You might also find that using a combination of Lambda and Fargate makes sense within your application.For example, if you have a component that runs on a Docker image, you might run it on Fargate and orchestrate it from an AWS Step Functions task.

It's critical to separate and model your data stores into transactional compared to query needs. Use the concepts expressed in the CQRS pattern to choose a data store designed for the type of work the database needs to do.

  1. Amazon S3
  • Data lakes
  • Economical state store
  • Claim-check pattern
  • Filter data retrieved by Lambda(S3 Select)
  1. Amazon DynamoDB
  • Key-Value data store with millisecond response time
  • Capture changes with Amazon DynamoDB Streams and index to other data stores
  1. Amazon ElastiCache for Redis
  • Well suited for things like realtime leaderboards
  • in-memory data store with sub-millisecond read and write latency
  1. Amazon Quantum Ledger Database
  • Model state changes in cryptographically provable manner
  • Distributed ledger
  1. Amazon Aurora
  • High-volume, high-throughput and highly parallelized transactional data
  • MySQL and Postgres-compatible relational database built for faster performance at lower costs.
  • Aurora Serverless automatically starts up, scale, and shuts down based on traffic.
  1. Amazon Relational Database Services(Amazon RDS)
  • Run familiar database engines with less administration

Application Architecture Patterns

Serverless IT automation

IT automation is often one of the first places organizations introduce serverless components. It can give you a quick win with very low risk.

Example: Automate response to configuration changes

  1. CloudWatch event for security group change

A CloudWatch eventis fired off whenever someone modifies a security group.

  1. Lambda function evaluates the change

The CloudWatch event triggers a Lambda function through AWS Config that has custom code to review a list of wathc security group rules are allowed or denied.

If the update is not allowed, the function deletes the rule and uses Amazon SNS to Send an Email alert.

IT automation

Serverless web application

A common event-driven pattern forms the basic backbone of a serverless web application architecture using Amazon API Gateway to handle HTTP requests, Lambda to provide the application layer, and Amazon DynamoDB to provide database functionality.

Example: Web application

  1. Start with the basic pattern

When a request comes in, API Gateway send it to Amazon SQS and gets a message ID back, which the client can use to track the message.

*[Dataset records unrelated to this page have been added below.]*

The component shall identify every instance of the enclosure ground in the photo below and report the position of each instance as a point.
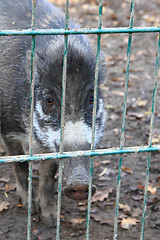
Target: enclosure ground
(13, 218)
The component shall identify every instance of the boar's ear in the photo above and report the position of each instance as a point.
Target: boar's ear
(28, 64)
(102, 69)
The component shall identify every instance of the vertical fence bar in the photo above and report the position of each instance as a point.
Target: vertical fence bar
(94, 117)
(31, 122)
(64, 78)
(122, 139)
(150, 141)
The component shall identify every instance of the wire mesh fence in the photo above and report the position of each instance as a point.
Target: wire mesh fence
(62, 155)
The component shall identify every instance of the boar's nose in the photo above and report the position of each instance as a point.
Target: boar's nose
(78, 192)
(78, 186)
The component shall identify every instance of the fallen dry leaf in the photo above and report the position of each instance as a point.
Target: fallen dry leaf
(152, 190)
(127, 223)
(142, 103)
(77, 220)
(125, 208)
(101, 195)
(3, 206)
(118, 93)
(127, 170)
(9, 187)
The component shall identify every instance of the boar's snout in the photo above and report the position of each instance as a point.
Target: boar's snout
(77, 185)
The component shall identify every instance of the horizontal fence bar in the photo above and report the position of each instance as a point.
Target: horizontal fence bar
(78, 31)
(87, 153)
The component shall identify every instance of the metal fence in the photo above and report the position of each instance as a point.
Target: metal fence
(61, 155)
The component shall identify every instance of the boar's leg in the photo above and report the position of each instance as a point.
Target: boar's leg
(21, 172)
(46, 199)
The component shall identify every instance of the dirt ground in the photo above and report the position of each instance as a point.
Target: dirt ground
(13, 219)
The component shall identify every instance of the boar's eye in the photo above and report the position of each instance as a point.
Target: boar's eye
(49, 101)
(49, 105)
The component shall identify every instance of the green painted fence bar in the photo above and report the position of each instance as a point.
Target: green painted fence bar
(88, 153)
(64, 79)
(150, 141)
(92, 152)
(122, 138)
(94, 119)
(31, 123)
(79, 31)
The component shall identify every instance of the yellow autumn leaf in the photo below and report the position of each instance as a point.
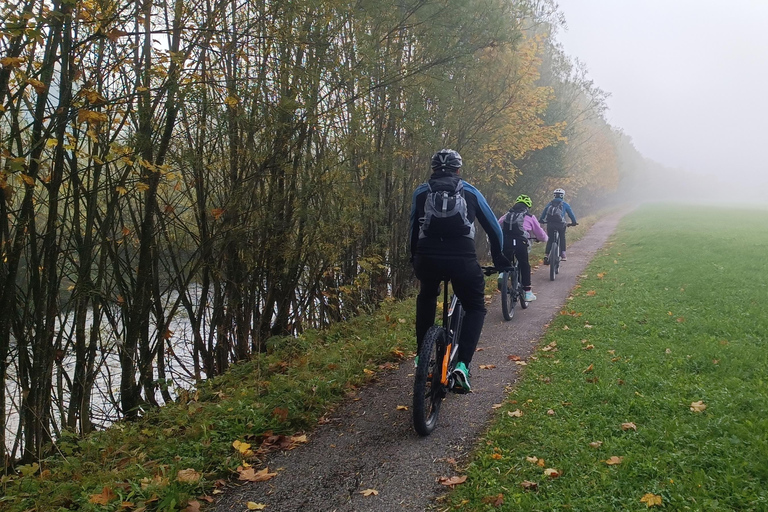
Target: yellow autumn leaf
(452, 481)
(241, 446)
(11, 62)
(188, 476)
(39, 86)
(651, 500)
(91, 117)
(251, 475)
(698, 406)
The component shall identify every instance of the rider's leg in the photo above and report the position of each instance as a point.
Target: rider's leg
(469, 286)
(426, 301)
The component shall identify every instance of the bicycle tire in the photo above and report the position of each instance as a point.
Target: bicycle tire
(427, 389)
(508, 296)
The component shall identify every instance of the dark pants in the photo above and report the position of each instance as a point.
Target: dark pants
(551, 228)
(519, 248)
(469, 286)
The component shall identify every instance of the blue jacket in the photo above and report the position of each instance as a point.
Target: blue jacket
(566, 207)
(477, 208)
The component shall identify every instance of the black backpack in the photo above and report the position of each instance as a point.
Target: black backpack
(445, 212)
(513, 223)
(555, 214)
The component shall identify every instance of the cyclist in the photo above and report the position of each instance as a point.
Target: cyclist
(554, 215)
(517, 225)
(442, 245)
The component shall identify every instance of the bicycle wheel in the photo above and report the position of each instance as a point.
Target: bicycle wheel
(554, 258)
(427, 389)
(521, 293)
(508, 295)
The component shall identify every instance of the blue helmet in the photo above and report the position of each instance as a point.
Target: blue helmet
(446, 160)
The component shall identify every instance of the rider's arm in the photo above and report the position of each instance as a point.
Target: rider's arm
(543, 213)
(532, 225)
(569, 211)
(414, 231)
(487, 219)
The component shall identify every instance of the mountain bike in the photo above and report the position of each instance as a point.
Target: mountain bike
(437, 359)
(511, 287)
(554, 254)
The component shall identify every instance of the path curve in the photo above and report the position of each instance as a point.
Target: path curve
(369, 444)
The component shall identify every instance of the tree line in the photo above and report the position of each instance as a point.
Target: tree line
(245, 169)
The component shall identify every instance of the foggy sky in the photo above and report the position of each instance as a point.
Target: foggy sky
(688, 79)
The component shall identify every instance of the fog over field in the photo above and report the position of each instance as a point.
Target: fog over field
(687, 82)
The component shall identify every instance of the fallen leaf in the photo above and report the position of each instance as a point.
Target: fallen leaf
(104, 497)
(496, 501)
(651, 500)
(698, 406)
(192, 506)
(251, 475)
(241, 447)
(188, 476)
(452, 481)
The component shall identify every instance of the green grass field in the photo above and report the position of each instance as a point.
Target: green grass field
(650, 388)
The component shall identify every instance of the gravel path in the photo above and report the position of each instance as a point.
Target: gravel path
(370, 444)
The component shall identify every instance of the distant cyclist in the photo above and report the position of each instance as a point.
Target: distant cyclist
(442, 244)
(517, 225)
(554, 215)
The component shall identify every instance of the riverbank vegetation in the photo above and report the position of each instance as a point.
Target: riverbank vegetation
(186, 184)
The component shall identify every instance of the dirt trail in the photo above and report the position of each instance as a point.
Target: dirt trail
(369, 444)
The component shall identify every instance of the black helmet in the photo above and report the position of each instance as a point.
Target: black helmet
(446, 160)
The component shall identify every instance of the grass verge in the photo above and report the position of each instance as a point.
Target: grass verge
(649, 389)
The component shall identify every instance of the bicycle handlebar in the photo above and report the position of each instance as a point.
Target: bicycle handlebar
(489, 271)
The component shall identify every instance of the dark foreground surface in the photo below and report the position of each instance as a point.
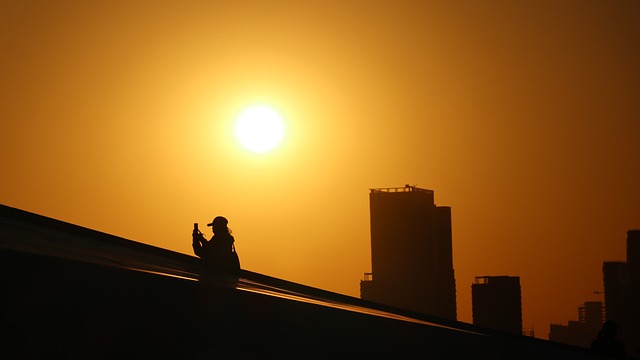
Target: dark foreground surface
(71, 292)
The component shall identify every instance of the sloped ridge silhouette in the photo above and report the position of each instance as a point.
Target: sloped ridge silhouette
(74, 292)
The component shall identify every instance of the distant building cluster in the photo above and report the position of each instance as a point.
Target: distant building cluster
(411, 252)
(497, 303)
(412, 268)
(412, 263)
(621, 304)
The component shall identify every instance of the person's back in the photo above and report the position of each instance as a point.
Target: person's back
(218, 254)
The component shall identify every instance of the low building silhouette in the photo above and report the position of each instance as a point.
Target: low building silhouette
(411, 252)
(582, 332)
(497, 303)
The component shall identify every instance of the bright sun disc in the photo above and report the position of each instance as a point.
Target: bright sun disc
(259, 129)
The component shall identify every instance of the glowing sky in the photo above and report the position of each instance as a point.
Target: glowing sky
(523, 116)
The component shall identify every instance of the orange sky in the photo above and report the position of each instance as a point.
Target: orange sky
(523, 116)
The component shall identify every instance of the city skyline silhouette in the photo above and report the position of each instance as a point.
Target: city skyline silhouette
(523, 117)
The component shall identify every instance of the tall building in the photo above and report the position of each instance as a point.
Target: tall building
(622, 293)
(411, 252)
(582, 332)
(615, 294)
(633, 281)
(497, 303)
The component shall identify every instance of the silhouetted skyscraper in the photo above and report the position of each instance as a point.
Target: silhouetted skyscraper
(497, 303)
(615, 293)
(581, 332)
(411, 252)
(633, 278)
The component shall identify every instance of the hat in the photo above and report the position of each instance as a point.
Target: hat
(219, 220)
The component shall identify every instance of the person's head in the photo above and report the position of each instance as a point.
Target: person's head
(219, 225)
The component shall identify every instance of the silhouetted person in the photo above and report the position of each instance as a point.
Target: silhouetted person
(606, 345)
(218, 254)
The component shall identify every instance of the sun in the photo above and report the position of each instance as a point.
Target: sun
(259, 129)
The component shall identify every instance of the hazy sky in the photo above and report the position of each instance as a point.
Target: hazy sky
(522, 116)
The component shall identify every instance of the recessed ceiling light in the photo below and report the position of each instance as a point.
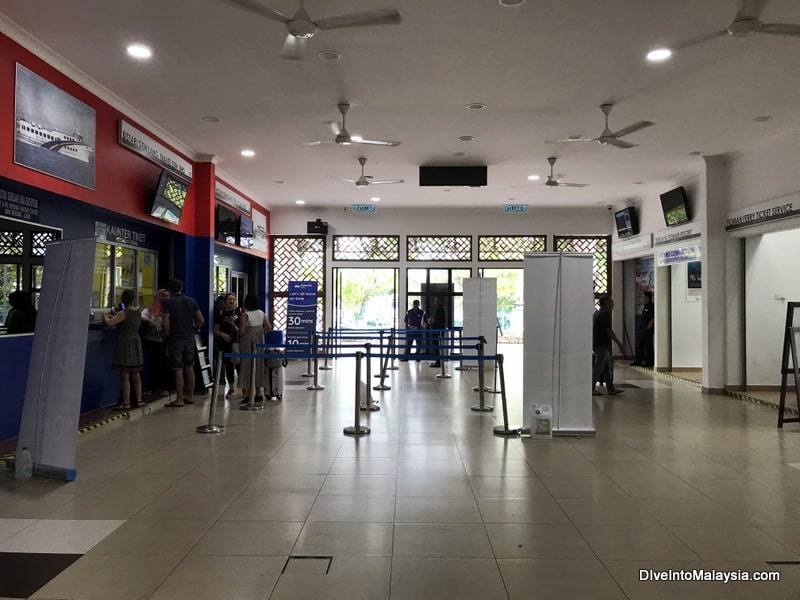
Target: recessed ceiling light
(659, 54)
(139, 51)
(329, 55)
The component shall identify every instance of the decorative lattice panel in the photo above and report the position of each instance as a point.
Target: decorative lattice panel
(509, 247)
(598, 247)
(439, 247)
(366, 247)
(11, 243)
(39, 239)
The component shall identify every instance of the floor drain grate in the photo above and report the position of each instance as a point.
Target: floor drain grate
(307, 565)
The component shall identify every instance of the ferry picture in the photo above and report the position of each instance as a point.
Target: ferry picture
(54, 133)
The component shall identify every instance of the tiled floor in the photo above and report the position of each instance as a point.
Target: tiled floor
(429, 505)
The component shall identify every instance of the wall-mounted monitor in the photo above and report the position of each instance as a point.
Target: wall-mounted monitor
(675, 206)
(245, 232)
(170, 198)
(627, 223)
(226, 225)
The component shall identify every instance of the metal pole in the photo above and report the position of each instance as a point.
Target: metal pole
(482, 407)
(316, 385)
(368, 405)
(357, 428)
(308, 372)
(211, 428)
(504, 429)
(251, 405)
(392, 350)
(325, 366)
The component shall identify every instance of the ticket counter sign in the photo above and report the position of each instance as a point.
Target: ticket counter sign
(301, 315)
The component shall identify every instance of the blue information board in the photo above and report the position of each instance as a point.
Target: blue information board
(301, 314)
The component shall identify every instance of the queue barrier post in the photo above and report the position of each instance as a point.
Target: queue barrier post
(251, 404)
(210, 427)
(504, 429)
(368, 404)
(357, 428)
(315, 386)
(481, 406)
(308, 372)
(325, 366)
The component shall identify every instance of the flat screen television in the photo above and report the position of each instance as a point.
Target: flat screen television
(226, 224)
(627, 224)
(675, 207)
(245, 232)
(170, 198)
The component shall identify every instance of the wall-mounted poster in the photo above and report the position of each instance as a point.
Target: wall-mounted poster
(54, 133)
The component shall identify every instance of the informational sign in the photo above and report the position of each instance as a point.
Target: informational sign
(141, 143)
(19, 206)
(301, 314)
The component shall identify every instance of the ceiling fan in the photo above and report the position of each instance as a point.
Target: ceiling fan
(553, 182)
(301, 28)
(367, 180)
(747, 22)
(611, 137)
(343, 137)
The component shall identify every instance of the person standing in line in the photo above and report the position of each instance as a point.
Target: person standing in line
(644, 340)
(437, 321)
(128, 355)
(155, 347)
(602, 336)
(182, 318)
(414, 320)
(226, 331)
(252, 326)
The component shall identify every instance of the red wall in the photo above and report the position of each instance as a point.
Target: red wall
(125, 182)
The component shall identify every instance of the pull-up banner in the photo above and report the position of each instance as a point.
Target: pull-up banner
(301, 314)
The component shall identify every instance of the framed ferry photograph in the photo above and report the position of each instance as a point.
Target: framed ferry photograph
(54, 133)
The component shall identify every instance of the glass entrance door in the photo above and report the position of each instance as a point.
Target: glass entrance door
(365, 298)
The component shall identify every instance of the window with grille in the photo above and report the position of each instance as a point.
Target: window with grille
(598, 246)
(509, 247)
(366, 247)
(439, 247)
(296, 258)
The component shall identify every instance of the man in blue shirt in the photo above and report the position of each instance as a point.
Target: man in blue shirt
(602, 336)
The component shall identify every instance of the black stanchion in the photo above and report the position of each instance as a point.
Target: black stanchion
(308, 372)
(504, 429)
(357, 428)
(368, 404)
(482, 406)
(325, 366)
(251, 404)
(315, 386)
(211, 427)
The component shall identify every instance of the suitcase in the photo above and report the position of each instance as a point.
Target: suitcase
(274, 387)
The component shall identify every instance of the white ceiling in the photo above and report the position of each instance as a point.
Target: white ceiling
(542, 69)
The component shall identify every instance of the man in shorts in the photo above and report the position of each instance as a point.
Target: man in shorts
(182, 318)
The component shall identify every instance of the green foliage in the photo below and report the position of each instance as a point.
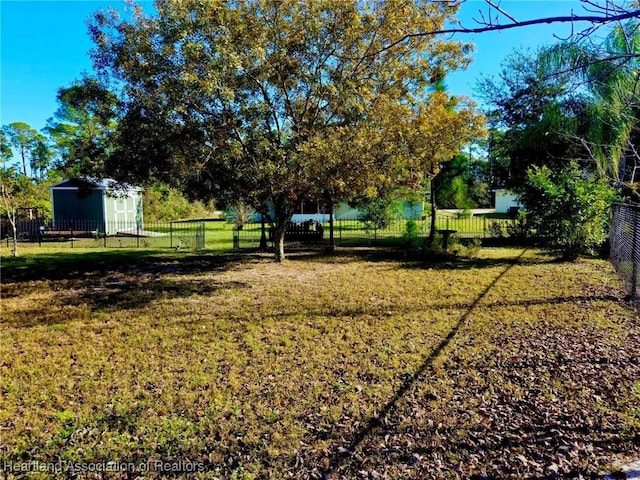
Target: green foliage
(378, 212)
(275, 100)
(495, 229)
(165, 203)
(30, 145)
(239, 214)
(411, 236)
(519, 229)
(568, 210)
(83, 127)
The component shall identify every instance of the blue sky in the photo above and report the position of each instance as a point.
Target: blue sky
(44, 45)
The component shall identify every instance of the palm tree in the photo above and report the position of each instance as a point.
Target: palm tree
(607, 76)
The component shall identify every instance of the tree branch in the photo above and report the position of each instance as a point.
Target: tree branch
(593, 19)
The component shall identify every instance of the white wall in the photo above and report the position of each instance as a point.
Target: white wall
(505, 199)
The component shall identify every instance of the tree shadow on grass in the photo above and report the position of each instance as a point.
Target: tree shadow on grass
(418, 260)
(342, 453)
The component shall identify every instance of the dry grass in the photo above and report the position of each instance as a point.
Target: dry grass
(510, 365)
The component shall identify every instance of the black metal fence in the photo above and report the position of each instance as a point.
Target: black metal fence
(85, 234)
(625, 246)
(358, 233)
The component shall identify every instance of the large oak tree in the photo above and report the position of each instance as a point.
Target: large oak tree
(269, 101)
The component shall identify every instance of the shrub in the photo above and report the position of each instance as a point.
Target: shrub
(568, 210)
(411, 235)
(163, 203)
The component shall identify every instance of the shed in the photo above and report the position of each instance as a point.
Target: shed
(96, 204)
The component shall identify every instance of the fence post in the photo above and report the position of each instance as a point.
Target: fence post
(634, 274)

The message is stored durably on the queue and the Lambda server polls the queue. If Lambda find new messages on the queue, it invokes the lambda fucntion using the message as a parameter.

  1. Authentication

You can use Amazon Cognito for sign-up and sign-in functionality.

  1. Amazon S3 and CloudFront serve static assets

Add an S3 bucket to host static assets for the website and CloudFront distribution to serve assets to geographically dispersed consumer.

You can adapt this architecture for single page web application by makeing use of S3 object versioning, Cloud Front cache expiration, and fine-tuned content time to live settings.

web application

Example : Mobile backend

  1. AWS Appsync provides a single endpoint

AWS AppSync provides one endpoint to the mobile application, but then spans out to interact with lots of backend services.

User interact with the backend through GraphQL operations against AWS AppSync and AWS service APIs.

AWS AppSync manages GraphQL HTTP requests and responses.

  1. Amazon Cognito lets users leverage social identities.

Amazon Cognito provides user management and acts as an identity provider for the mobile application.

  1. Amazon Elasticsearch Service for search and analytics

DynamoDB Streams indexes relevant data to Amazon Elasticsearch Service(Amazon ES) through a Lambda function.

You can use Amazon ES for both search engine and for analytics.

  1. Amazon Pinpoint for analytics and targeted communications

Amazon Pinpoint captures analytics data from clients and also sends targeted texts or emails based on user data.